Le projet doit également recevoir dans les prochains
mois les autorisations finales de la Russie (c'est couru d'avance), de la
Finlande et de la Suède. Mais concernant ces deux dernières, il s'agit
uniquement de leur zone économique exclusive, régie par le droit international
de la mer sur lequel les gouvernements suédois (très russophobe) et finlandais
(plus équilibré) ont de toute façon peu de prise.
Seul le Danemark est concerné dans sa souveraineté
même, et il s'en serait bien passé. Les émissaires américains et bruxellois
poussent le gouvernement à empêcher le passage des 139 km du Nord Stream II par
ses eaux territoriales tandis que Moscou et Berlin l'encouragent à accepter.
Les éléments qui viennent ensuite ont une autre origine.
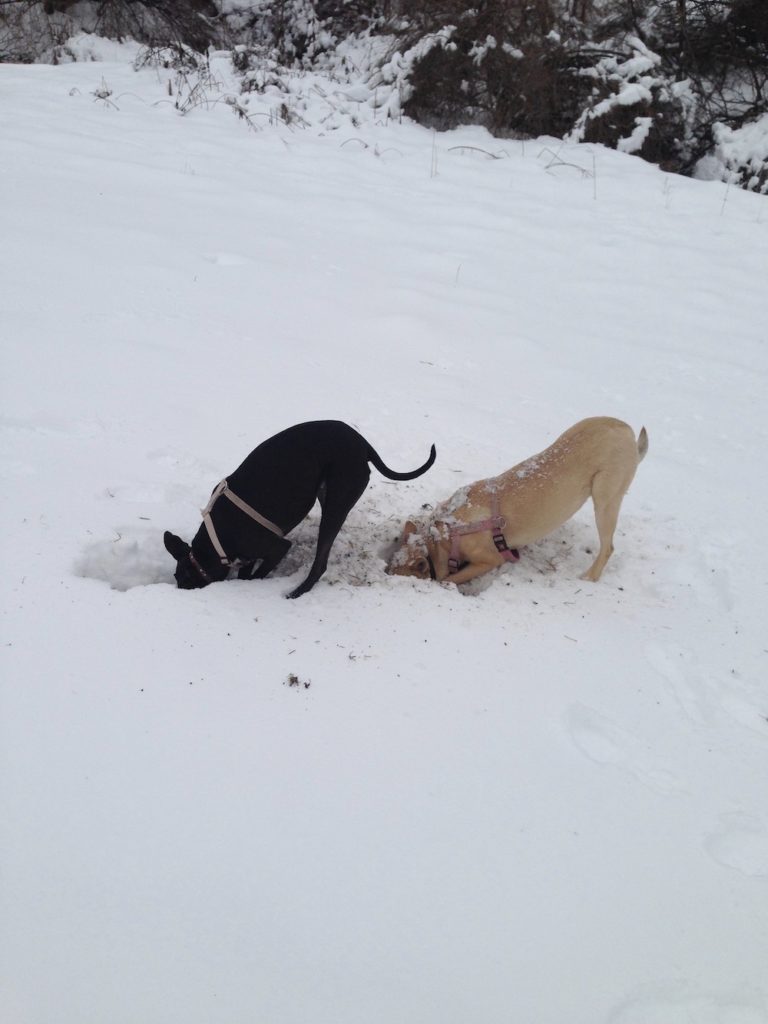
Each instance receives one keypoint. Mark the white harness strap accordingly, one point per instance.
(223, 488)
Copenhague peut-elle se mettre à dos son principal
partenaire (Allemagne) et la principale puissance militaire européenne
(Russie), qui vient d'ailleurs essayer quelques missiles à proximité ? Le
système impérial réussira-t-il à manœuvrer afin de torpiller le pipeline comme
ce fut le cas avec le South Stream ?
Depuis...
rien. Révolu est le temps des Vikings qui partaient aventureusement à la
conquête des mers inconnues. Paralysés, euronouillisés, les dirigeants danois
restent muets, alors qu'ils permettent par ailleurs la construction d'un
pipeline baltique devant rejoindre la Pologne. Devant cette évidente mauvaise
volonté, Vladimir hausse légèrement le ton, assurant que le gazoduc
verra bientôt le jour, avec ou sans "le petit Danemark".
Par ailleurs,
les avocats de Gazprom attaquent, auprès d'un tribunal d'arbitrage,
l'inénarrable UE, retombée dans son masochisme coutumier. Nous expliquions
celui-ci en 2015 :
L'approche européenne est totalement suicidaire. Les
dirigeants européens se tirent une balle dans le pied. De manière amusante, Gazprom ironise maintenant sur la nécessité de
lire 50 nuances
de Grey avant d’engager des discussions avec les Européens ! Derrière
l’humour de la déclaration, une vraie question se pose : jusqu’où ira le
masochisme européen ? Le gaz russe est le moins cher, le plus proche et le plus
abondant. Il faut vraiment avoir l’esprit retors (ou plus sûrement être
totalement soumis à la pression venue d'outre-Atlantique) pour ne pas en
profiter…
La nouvelle
habitude des petits génies de Bruxelles est de changer la règle du jeu après le
début de la construction des pipelines. Ils l'avaient fait avec le South
Stream, ils récidivent maintenant :
Début 2019,
la Commission européenne a étendu aux opérateurs extérieurs à l’Union
européenne l’obligation de séparer leurs activités de production et de
transport. Elle existe déjà sur le marché intérieur. Gazprom, qui serait
contraint de devenir partenaire minoritaire du Nord Stream 2, s’estime lésé.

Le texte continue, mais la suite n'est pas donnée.